Note de lecture

Alicia Dujovne Ortiz, La Maréchale rousse, par Charles Jacquier

Alicia Dujovne Ortiz, La Maréchale rousse, traduit par Jacques Aubergy, Marseille, L’atinoir, 2023, 248 p.

Journaliste, biographe, critique littéraire et romancière, Alicia Dujovne Ortiz, née en 1940 à Buenos Aires, s’est exilée en France en 1978 au moment de la dictature militaire et y vit encore aujourd’hui.
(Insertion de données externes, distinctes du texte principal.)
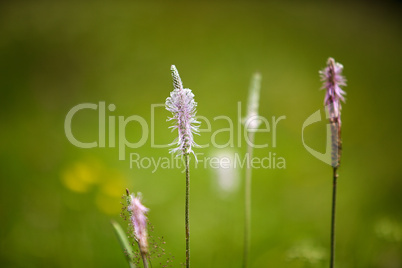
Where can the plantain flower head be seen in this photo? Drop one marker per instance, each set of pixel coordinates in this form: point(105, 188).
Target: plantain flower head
point(332, 81)
point(183, 108)
point(138, 220)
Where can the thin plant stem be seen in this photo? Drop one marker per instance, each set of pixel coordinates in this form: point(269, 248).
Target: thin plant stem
point(332, 253)
point(247, 203)
point(144, 260)
point(187, 212)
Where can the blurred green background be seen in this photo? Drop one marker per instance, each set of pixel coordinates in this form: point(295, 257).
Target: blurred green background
point(57, 200)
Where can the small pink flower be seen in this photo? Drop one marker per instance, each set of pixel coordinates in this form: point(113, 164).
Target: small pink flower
point(138, 219)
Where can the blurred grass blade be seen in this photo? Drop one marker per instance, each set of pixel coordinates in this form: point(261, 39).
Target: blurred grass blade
point(124, 243)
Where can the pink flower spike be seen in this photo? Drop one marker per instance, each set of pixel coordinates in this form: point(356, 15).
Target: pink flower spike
point(333, 80)
point(183, 108)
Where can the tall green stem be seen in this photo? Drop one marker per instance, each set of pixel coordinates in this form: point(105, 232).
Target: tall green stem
point(332, 258)
point(247, 203)
point(187, 212)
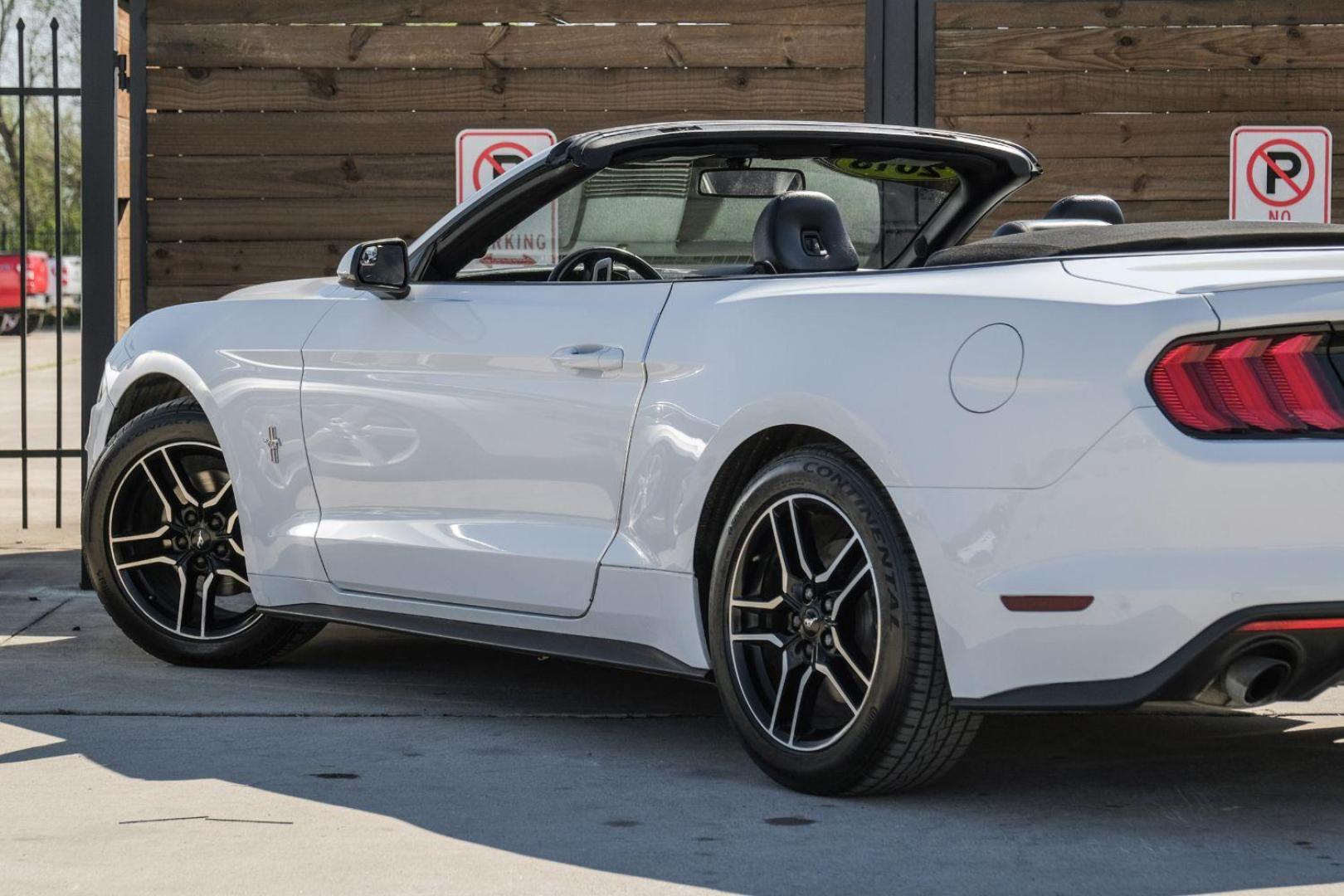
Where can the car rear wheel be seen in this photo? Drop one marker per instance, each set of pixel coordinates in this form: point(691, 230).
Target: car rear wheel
point(164, 546)
point(823, 638)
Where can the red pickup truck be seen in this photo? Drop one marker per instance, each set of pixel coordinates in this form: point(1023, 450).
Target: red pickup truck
point(11, 305)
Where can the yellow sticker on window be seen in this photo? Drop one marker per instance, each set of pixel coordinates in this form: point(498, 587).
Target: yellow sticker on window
point(908, 173)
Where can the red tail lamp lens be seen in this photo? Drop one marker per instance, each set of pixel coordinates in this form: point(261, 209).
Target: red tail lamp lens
point(1255, 383)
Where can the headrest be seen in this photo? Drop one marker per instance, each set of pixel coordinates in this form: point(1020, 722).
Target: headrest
point(801, 231)
point(1032, 226)
point(1090, 207)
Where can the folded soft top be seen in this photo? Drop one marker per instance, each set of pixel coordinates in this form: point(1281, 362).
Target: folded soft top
point(1142, 238)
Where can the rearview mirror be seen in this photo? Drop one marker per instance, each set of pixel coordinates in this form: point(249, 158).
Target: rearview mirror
point(750, 183)
point(379, 266)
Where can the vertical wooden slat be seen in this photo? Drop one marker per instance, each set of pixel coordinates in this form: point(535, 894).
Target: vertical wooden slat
point(1137, 99)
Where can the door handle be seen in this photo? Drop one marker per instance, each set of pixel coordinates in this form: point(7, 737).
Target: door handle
point(589, 358)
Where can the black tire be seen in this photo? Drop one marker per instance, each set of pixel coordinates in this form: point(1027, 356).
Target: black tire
point(261, 637)
point(905, 733)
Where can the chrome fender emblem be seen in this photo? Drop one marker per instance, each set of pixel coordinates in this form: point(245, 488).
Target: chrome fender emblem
point(273, 442)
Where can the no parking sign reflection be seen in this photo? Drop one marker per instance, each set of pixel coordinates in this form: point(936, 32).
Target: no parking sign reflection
point(1281, 173)
point(487, 153)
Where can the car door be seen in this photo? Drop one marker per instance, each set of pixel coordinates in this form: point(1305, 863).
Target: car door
point(468, 444)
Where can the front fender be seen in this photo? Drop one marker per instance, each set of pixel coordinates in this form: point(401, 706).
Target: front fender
point(244, 366)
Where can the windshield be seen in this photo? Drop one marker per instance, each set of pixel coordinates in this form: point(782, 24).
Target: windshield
point(691, 215)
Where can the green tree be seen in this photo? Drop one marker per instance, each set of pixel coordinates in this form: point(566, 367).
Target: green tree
point(39, 125)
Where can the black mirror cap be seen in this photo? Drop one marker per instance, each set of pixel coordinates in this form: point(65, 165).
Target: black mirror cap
point(379, 266)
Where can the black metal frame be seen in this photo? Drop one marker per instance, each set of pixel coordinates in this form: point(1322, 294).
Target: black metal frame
point(26, 91)
point(99, 86)
point(899, 62)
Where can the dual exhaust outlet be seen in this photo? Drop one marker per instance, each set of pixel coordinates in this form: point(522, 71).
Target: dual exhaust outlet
point(1254, 679)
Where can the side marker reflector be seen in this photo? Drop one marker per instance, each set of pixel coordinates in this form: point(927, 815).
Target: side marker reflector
point(1293, 625)
point(1046, 602)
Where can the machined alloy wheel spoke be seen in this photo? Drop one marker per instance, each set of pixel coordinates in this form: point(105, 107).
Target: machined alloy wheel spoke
point(840, 557)
point(144, 536)
point(187, 497)
point(866, 572)
point(218, 496)
point(206, 602)
point(230, 574)
point(747, 603)
point(158, 489)
point(845, 655)
point(760, 635)
point(132, 564)
point(797, 703)
point(839, 689)
point(182, 598)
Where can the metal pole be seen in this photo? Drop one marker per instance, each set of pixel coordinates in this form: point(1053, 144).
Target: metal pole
point(23, 280)
point(99, 127)
point(61, 266)
point(139, 212)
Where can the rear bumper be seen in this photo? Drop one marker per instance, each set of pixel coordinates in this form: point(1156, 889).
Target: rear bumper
point(1175, 538)
point(1316, 659)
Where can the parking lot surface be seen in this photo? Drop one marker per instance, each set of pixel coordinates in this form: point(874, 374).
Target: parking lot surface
point(383, 763)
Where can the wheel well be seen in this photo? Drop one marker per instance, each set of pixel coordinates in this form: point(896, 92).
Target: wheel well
point(145, 392)
point(733, 477)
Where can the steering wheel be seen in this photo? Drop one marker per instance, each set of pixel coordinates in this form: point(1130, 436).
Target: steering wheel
point(598, 264)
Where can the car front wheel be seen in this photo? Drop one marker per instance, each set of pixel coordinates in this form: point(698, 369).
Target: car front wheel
point(164, 546)
point(823, 637)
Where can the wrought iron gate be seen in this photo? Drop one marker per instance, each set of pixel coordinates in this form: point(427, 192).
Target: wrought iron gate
point(27, 312)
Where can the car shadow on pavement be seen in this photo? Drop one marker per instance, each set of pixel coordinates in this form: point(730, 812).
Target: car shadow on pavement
point(640, 776)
Elle a publié plusieurs romans, des livres pour la jeunesse et des biographies, notamment consacrées à des personnages hors du commun du XXe siècle comme Dora Maar, Eva Perón, Maradona ou encore son père, le militant communiste juif argentin Carlos Dujovne[1].
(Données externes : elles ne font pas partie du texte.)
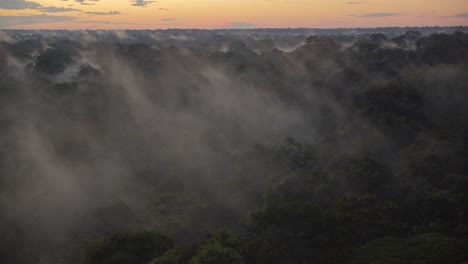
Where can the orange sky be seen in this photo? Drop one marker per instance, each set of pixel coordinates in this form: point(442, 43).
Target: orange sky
point(141, 14)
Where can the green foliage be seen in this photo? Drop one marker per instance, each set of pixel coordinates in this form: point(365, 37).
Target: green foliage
point(424, 248)
point(215, 253)
point(128, 248)
point(181, 255)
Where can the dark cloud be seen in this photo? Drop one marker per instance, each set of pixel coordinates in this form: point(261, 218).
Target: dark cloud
point(141, 2)
point(110, 13)
point(380, 14)
point(240, 25)
point(19, 4)
point(464, 15)
point(87, 2)
point(10, 21)
point(22, 4)
point(53, 9)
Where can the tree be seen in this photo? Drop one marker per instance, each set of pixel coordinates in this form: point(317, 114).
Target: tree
point(128, 248)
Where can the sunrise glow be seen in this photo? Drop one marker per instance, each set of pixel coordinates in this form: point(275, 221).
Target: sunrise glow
point(126, 14)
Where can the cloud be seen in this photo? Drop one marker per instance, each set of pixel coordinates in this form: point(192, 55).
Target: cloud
point(19, 4)
point(86, 2)
point(141, 2)
point(110, 13)
point(240, 25)
point(381, 14)
point(53, 9)
point(10, 21)
point(22, 4)
point(464, 15)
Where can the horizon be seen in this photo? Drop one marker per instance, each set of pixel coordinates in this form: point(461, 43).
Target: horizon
point(206, 14)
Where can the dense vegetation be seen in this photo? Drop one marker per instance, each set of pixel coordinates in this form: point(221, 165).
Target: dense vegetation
point(142, 147)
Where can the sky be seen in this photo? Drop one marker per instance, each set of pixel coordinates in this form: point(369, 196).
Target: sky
point(211, 14)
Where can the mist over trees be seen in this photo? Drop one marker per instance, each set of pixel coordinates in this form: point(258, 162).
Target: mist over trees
point(234, 146)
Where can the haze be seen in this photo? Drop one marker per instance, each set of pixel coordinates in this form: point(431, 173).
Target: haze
point(209, 14)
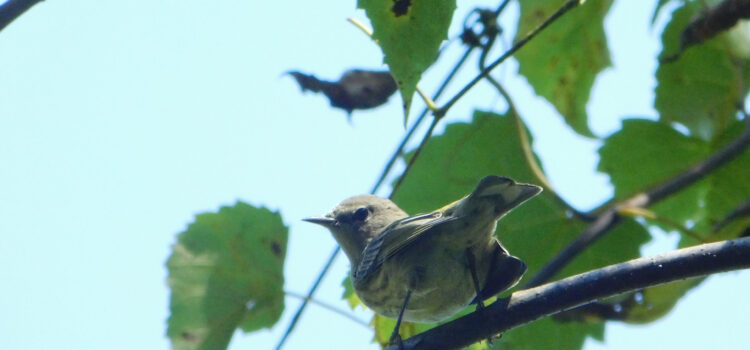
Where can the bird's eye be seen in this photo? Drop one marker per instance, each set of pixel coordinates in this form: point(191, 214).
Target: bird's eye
point(361, 214)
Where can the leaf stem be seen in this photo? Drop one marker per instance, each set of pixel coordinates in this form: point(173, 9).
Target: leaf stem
point(532, 304)
point(610, 217)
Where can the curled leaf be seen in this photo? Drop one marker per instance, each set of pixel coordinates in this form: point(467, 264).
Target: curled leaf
point(356, 89)
point(710, 23)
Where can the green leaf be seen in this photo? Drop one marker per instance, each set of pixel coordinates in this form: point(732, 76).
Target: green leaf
point(701, 89)
point(225, 272)
point(644, 154)
point(562, 62)
point(451, 165)
point(657, 9)
point(409, 33)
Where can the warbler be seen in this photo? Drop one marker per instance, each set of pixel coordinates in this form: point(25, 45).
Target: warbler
point(426, 268)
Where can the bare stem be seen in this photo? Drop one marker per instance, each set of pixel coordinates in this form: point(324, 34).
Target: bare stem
point(12, 9)
point(610, 217)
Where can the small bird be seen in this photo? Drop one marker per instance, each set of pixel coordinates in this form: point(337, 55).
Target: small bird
point(428, 267)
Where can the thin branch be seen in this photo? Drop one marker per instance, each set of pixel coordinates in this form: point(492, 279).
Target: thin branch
point(652, 216)
point(414, 157)
point(308, 297)
point(528, 154)
point(532, 304)
point(329, 307)
point(610, 217)
point(12, 9)
point(569, 5)
point(438, 114)
point(407, 137)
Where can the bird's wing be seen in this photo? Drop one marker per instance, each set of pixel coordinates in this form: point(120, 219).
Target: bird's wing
point(395, 237)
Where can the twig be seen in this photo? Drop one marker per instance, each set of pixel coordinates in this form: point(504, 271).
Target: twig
point(329, 307)
point(12, 9)
point(529, 305)
point(438, 114)
point(308, 297)
point(529, 155)
point(374, 189)
point(650, 215)
point(569, 5)
point(610, 218)
point(414, 156)
point(418, 122)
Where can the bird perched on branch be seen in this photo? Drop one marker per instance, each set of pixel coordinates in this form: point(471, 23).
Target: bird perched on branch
point(426, 268)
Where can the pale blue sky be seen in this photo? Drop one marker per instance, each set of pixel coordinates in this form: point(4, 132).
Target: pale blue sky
point(120, 120)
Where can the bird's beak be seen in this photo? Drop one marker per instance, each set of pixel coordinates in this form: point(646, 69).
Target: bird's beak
point(321, 220)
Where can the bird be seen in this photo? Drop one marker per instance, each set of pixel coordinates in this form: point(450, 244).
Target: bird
point(427, 267)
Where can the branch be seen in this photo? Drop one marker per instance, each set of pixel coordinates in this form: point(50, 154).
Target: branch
point(13, 9)
point(567, 6)
point(528, 154)
point(407, 137)
point(531, 304)
point(611, 217)
point(308, 297)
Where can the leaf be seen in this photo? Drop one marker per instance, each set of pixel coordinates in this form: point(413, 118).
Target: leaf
point(225, 272)
point(562, 62)
point(409, 33)
point(356, 89)
point(702, 87)
point(713, 21)
point(644, 154)
point(659, 5)
point(451, 165)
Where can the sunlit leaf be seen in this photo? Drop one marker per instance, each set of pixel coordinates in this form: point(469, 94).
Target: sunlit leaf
point(451, 165)
point(562, 62)
point(226, 272)
point(409, 34)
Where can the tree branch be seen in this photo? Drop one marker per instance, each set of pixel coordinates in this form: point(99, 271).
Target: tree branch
point(13, 9)
point(610, 218)
point(531, 304)
point(567, 6)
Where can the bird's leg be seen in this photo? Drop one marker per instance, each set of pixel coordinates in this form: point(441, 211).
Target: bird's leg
point(395, 336)
point(473, 270)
C’est une autre personne, extrême, hors norme, marginale et délaissant les sentiers battus, mais du XIXe siècle cette fois, dont il va être question dans le présent ouvrage consacré à Elisa Alicia Lynch (1835-1886). Née en Irlande, elle émigre à Paris avec sa famille à l’âge de dix ans pour échapper à la famine qui sévit dans son pays natal. En 1850, elle épouse un officier français beaucoup plus âgé qu’elle qui l’emmène en Algérie où il a été muté. Vite lassée de ce mariage de convenance, elle revient à Paris pour raisons de santé ; elle y vit avec sa mère tout en fréquentant les salons de la haute société, devenant une courtisane. En 1854, elle rencontre Francisco Solano López (1827-1870) lors d’un voyage d’études qu’il fait en France, devient sa maîtresse et le suit au Paraguay. Celui-ci est le fils du dictateur Carlos Antonio López (1792-1862) et le petit-neveu de José Gaspar Rodriguez de Francia, dit El Supremo (1766-1840), le premier dictateur du Paraguay après son indépendance. Elle lui donnera sept enfants et deviendra son épouse légitime après la mort de Carlos Antonio López et l’annulation de son précédent mariage, devenant la femme la plus influente d’un pays alors au faîte de sa puissance. C’est en 1864 qu’éclate la guerre dite de la Triple Alliance : le Brésil envahit l’Uruguay ; son voisin, le Paraguay s’implique dans le conflit. L’Argentine, le Brésil et l’Uruguay s’opposent durant cinq ans au Paraguay dans un rapport de force disproportionné : ces trois pays sont vingt-quatre fois plus peuplés que ce dernier. Au bout de cinq années de combats, Solano Lopez et son fils sont tués à la bataille de Cero Corra en mars 1870, actant la défaite du Paraguay. Le bilan est lourd pour ce pays : on l’estime à 150 000 morts, accompagné d’énormes pertes matérielles et de la cession de nombreux territoires au profit de ses voisins. Elisa Alicia Lynch est alors bannie avec ses enfants par le nouveau gouvernement paraguayen et revient en Europe. Espérant une grâce présidentielle, elle reviendra au Paraguay afin d’y récupérer ses biens et de s’y installer, mais elle sera de nouveau chassée et reviendra à Paris où elle s’éteindra le 27 juillet 1886.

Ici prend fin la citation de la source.